ApplicationMaster host: N/A
ApplicationMaster RPC port: -1
queue: default
start time: 1472039815698
final status: FAILED
tracking URL: http://ip-172-31-21-32.eu-central-1.compute.internal:8088/cluster/app/application_1472039667248_0001
user: hadoop
Exception in thread "main" org.apache.spark.SparkException: Application application_1472039667248_0001 finished with failed status
at org.apache.spark.deploy.yarn.Client.run(Client.scala:1034)

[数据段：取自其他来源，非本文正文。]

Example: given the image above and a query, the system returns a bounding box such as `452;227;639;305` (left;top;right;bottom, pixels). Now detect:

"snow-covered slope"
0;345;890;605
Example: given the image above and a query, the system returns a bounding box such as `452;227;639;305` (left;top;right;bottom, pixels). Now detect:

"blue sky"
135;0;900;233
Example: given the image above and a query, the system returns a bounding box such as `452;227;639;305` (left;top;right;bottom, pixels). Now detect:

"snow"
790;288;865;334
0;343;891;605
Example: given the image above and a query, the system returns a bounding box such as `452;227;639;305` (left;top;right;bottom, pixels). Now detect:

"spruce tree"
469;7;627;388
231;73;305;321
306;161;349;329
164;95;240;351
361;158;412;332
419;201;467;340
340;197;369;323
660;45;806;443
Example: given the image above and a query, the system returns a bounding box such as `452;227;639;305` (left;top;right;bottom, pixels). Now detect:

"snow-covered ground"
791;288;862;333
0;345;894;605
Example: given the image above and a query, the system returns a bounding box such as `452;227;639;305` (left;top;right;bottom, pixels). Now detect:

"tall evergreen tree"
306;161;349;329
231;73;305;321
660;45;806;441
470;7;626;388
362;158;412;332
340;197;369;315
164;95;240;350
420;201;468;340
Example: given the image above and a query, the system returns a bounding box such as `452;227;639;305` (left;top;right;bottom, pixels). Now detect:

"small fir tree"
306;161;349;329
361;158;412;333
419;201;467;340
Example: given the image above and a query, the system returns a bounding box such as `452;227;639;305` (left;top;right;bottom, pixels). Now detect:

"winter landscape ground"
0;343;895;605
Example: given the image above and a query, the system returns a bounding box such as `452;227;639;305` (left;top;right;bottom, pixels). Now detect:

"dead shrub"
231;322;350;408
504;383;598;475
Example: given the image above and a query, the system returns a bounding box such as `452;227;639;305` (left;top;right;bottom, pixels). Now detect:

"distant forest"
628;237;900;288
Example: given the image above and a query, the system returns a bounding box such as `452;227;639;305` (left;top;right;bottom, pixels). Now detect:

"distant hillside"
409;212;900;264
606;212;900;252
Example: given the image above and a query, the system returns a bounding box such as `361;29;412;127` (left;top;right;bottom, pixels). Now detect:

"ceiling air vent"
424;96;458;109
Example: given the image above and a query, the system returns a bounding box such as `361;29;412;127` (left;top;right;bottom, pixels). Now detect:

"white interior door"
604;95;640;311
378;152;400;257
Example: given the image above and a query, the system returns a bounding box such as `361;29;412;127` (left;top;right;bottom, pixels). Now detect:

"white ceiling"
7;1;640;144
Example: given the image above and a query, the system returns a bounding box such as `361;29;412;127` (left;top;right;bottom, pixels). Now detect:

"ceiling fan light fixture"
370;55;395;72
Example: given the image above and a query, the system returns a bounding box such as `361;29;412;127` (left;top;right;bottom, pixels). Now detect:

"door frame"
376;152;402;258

at org.apache.spark.deploy.yarn.Client$.main(Client.scala:1081)
at org.apache.spark.deploy.yarn.Client.main(Client.scala)
at sun.reflect.NativeMethodAccessorImpl.invoke0(Native Method)
at sun.reflect.NativeMethodAccessorImpl.invoke(NativeMethodAccessorImpl.java:57)
at sun.reflect.DelegatingMethodAccessorImpl.invoke(DelegatingMethodAccessorImpl.java:43)
at java.lang.reflect.Method.invoke(Method.java:606)
at org.apache.spark.deploy.SparkSubmit$.org$apache$spark$deploy$SparkSubmit$$runMain(SparkSubmit.scala:731)
at org.apache.spark.deploy.SparkSubmit$.doRunMain$1(SparkSubmit.scala:181)
at org.apache.spark.deploy.SparkSubmit$.submit(SparkSubmit.scala:206)
at org.apache.spark.deploy.SparkSubmit$.main(SparkSubmit.scala:121)
at org.apache.spark.deploy.SparkSubmit.main(SparkSubmit.scala)
16/08/24 11:58:01 INFO ShutdownHookManager: Shutdown hook called
16/08/24 11:58:01 INFO ShutdownHookManager: Deleting directory /mnt/tmp/spark-7adbbd9f-2f68-49e3-85e6-9fdf960af87e
Command exiting with ret '1'
答案 0 :(得分:0)
您需要检查您的Spark版本。很可能你安装了一个不支持这些参数的旧版本(例如1.5)。
(--executor-cores, , --files, s3://pythonpicode/PythonPi.py, --primary-py-file, PythonPi.py, --class, org.apache.spark.deploy.PythonRunner)
我建议您尝试稳定的AMI 4.7.2,并将Spark 1.6作为标准应用程序提供。